Firstly, that's not a singularity, as there is no reason to believe
in infinite expansion in a strictly finite time. And Vinge should
know better, too :-(
Secondly, the problem isn't capacity, but capability. We have had
both programs that write programs and self-adapting programs for
several decades. But we don't know how to design them so that they
can write programs more capable (roughly, 'more complex') than
themselves, or even AS capable but different. All we know is how
to design them to write simpler, but larger, programs.
From: "Andy "Krazy" Glew" on 21 Oct 2009 10:13
eternal september wrote:
> Hello all,
> "Andy "Krazy" Glew" <ag-news(a)patten-glew.net> wrote in message
>> I look forward to slowly, incrementally, increasing the scope of the
>> dataflow in OOO machines.
>> * Probably the next step is to make the window bigger, by
>> multilevel techniques.
> What is your favorite multilevel technique. I don't think I ever heard
> your opinion on HSW (Hierarchical Scheduling Windows
I'll reread the HSW papers and get back to comp.arch.
In the meantime, you can get an idea of my favorite, dating back to
2004, when I was briefly "free", between leaving AMD and rejoining
Intel. Look for patents by me, that are not assigned to AMD or Intel.
Here, from my CV:
June 2004-August 30, 2004: Inventor, Oceanside, Oregon
The first time in years that my inventions have been owned by me, not my
employers, Intel or AMD
Formulated MultiStar, a multicluster/multithreaded microarchitecture
with multilevel everything: multilevel branch predictor, scheduler,
instruction window, store buffer, register file
Worked around and invented alternatives to proprietary (patented or
trade secret) technology
I.e. I violated no Intel or AMD I.P. This was all new stuff.
Invented solutions to several problems I had been trying to solve for
Even now (in 2009) it is still leading edge.

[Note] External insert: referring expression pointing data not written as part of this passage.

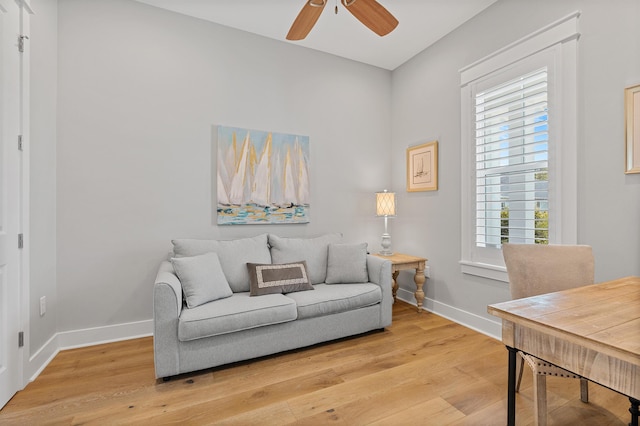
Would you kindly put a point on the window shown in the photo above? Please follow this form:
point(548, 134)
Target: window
point(512, 153)
point(519, 147)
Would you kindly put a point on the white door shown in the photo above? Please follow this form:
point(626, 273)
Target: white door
point(10, 201)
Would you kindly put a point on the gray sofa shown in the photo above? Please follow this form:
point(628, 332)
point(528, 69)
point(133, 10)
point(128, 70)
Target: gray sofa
point(210, 308)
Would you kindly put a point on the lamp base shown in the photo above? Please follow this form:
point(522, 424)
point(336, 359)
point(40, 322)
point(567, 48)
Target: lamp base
point(386, 245)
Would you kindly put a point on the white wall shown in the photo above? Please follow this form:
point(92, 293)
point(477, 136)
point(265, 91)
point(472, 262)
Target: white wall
point(43, 54)
point(426, 106)
point(139, 90)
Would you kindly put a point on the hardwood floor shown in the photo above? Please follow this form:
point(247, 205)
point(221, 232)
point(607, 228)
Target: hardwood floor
point(422, 370)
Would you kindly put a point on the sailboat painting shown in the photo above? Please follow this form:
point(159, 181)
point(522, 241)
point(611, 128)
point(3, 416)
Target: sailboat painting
point(263, 177)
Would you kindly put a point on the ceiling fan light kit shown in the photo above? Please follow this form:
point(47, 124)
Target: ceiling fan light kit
point(371, 13)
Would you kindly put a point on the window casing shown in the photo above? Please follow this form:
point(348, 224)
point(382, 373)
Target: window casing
point(519, 136)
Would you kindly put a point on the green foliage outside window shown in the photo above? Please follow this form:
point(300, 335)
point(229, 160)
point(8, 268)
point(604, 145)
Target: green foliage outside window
point(541, 231)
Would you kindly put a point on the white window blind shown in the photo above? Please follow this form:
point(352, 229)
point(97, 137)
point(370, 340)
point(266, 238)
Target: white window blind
point(512, 153)
point(519, 147)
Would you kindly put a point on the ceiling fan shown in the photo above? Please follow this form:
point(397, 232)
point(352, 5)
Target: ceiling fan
point(371, 13)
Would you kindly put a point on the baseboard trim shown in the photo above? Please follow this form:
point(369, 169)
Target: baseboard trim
point(108, 334)
point(85, 337)
point(472, 321)
point(43, 356)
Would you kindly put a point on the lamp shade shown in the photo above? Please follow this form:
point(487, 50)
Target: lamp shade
point(385, 203)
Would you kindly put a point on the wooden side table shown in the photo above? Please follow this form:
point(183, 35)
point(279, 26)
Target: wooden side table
point(401, 261)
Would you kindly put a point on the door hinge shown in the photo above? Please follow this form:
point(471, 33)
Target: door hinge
point(21, 43)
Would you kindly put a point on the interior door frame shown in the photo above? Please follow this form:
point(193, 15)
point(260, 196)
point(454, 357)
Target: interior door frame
point(15, 134)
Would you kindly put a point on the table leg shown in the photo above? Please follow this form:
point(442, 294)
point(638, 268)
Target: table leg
point(394, 285)
point(511, 387)
point(419, 279)
point(635, 411)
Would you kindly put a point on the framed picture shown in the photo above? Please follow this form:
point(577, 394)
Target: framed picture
point(422, 167)
point(632, 129)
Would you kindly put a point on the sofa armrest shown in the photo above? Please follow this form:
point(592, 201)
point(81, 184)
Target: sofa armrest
point(168, 287)
point(379, 270)
point(167, 306)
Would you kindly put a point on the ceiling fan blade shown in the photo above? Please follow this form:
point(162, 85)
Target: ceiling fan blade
point(372, 14)
point(306, 19)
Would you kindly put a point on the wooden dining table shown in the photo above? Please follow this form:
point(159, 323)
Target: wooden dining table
point(592, 331)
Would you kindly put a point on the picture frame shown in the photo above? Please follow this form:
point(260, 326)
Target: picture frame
point(422, 167)
point(632, 129)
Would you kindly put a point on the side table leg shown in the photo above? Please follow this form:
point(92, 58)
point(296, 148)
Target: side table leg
point(394, 284)
point(419, 279)
point(634, 410)
point(511, 387)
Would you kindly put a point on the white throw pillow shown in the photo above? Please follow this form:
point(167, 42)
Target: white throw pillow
point(347, 263)
point(311, 250)
point(233, 254)
point(202, 279)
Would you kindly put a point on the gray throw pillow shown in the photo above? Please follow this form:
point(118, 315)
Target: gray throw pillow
point(278, 278)
point(202, 279)
point(347, 263)
point(312, 250)
point(233, 254)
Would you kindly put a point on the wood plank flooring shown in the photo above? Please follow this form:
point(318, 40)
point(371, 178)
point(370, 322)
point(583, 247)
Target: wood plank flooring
point(423, 370)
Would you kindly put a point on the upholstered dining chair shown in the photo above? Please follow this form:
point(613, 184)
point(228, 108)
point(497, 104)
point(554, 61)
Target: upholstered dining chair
point(535, 269)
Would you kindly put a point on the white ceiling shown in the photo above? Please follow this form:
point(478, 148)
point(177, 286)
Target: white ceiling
point(422, 22)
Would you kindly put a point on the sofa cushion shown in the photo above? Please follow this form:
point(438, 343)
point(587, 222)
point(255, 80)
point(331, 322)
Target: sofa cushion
point(347, 263)
point(233, 254)
point(202, 279)
point(313, 250)
point(235, 313)
point(272, 278)
point(335, 298)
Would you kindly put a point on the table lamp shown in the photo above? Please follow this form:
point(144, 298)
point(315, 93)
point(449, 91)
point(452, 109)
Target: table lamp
point(386, 207)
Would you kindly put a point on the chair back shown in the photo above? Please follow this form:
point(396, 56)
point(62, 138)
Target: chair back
point(535, 269)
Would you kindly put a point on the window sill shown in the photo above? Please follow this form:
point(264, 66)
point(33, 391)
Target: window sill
point(498, 273)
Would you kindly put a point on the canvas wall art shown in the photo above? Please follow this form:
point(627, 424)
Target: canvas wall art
point(263, 177)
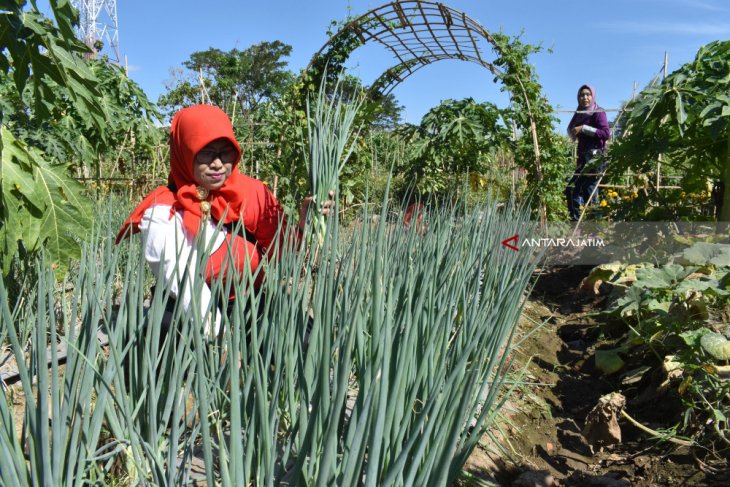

Patents applied for, with Centaurus Data LLC, include:
20080133893 HIERARCHICAL REGISTER FILE
20080133889 HIERARCHICAL INSTRUCTION SCHEDULER
20080133885 HIERARCHICAL MULTI-THREADING PROCESSOR
20080133883 HIERARCHICAL STORE BUFFER
20080133868 METHOD AND APPARATUS FOR SEGMENTED SEQUENTIAL STORAGE
Some of these patents (in application) have already been licensed by
Fortune 500 companies.
Did not make much progress on my book, apart from 70 pages of draft
I called this Multi-Star - a processor with Multi-level everything.
Of course I had to avoid Intel or AMD I.P. in multi-star, so I am not
always using the best known way to do things.
There are probably a few more patent applications and continuations. I
was obviously not able to work on this outside-Intel stuff when I was an
Intel employee. And Intel forbade me from working on OOO CPUs inside
Intel when I reminded them I had patents pending (which I had disclosed
to them when I was hired). I left Intel in part because I want to
continue work in these directions.
However, not so much free time at new job. At least now I am able to
talk about them on comp.arch. And I hope to summarize the key points
for comp.arch. Here's a hint: at least one of the ideas/inventions
pertaining to hierarchical instruction scheduling is, IMHO, one of the
best I have ever had.
Note: I'm not just an OOO bigot. I also have neat ideas about parallel
systems, MP, MIMD, Coherent Threading. But I am probably the most
aggressive OOO computer architect on Earth.
This is why I get frustrated when people say "OOO CPU design has run
into a wall, and can't improve: look at Intel and AMD's latest designs".
I know how to improve things - but I was not allowed to work on it at
Intel for the last 5 years. Now I can - in my copious free time.